A person in a Massachusetts hospital may have many more interactions with nurses than with doctors during the stay. A previous blog post discussed simple ways these medical professionals can prevent harm to patients. According to Nurse Journal, another essential nursing duty is documentation in the patient’s medical record, which often informs future decisions and prevents serious or fatal medical mistakes.

Because administering medication may be one of a nurse’s primary responsibilities, it is essential to document exactly when and how much of each dose was given. If a doctor discontinues a drug, this should be recorded, too. Other items that should be added to a patient’s chart include the following:

  •          Nursing actions taken
  •          Health information
  •          Changes in the condition of the patient
  •          Health care provider’s orders for care

The journal, Nursing Made Incredibly Easy, notes that when documenting doctor’s orders, the nurse may need to include specific instructions for monitoring the patient and particular symptoms to watch for, such as fever, abnormal blood pressure readings, heart rate and irregular rhythms. Nurses should also provide a report to the nurse manager of any adverse events caused by medication, devices, care or lack of care.

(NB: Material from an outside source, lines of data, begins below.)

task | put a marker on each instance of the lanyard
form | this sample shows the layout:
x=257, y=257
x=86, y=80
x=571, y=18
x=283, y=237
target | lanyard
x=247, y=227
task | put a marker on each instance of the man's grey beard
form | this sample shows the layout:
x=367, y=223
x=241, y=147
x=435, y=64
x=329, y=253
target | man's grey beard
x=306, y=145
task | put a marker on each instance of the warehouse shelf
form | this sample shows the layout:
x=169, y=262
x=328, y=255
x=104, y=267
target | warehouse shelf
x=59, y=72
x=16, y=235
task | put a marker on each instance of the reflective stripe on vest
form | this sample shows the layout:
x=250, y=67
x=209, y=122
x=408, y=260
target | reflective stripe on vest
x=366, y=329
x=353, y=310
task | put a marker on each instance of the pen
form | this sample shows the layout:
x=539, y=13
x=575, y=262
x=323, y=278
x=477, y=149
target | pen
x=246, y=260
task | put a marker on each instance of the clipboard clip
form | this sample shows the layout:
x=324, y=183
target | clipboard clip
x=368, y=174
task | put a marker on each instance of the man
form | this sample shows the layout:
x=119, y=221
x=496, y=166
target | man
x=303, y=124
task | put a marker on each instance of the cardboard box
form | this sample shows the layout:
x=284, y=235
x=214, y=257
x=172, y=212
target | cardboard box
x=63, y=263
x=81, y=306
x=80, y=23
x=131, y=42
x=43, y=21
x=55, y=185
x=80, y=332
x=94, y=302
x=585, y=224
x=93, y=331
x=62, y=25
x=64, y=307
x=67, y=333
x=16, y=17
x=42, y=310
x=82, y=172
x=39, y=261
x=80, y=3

Not only is the documentation needed by doctors, it is essential for others who provide care. As nurses rotate through shift changes, patient information will be passed along. A collaborative environment may help team members maintain open lines of communication when clarification is needed.

When it is time to for patients to be discharged, they need to know details about their recovery, such as limited activities, medical device directions and medications. The nurse should document the instruction the patient and any caregivers receive, and their comprehension of the information.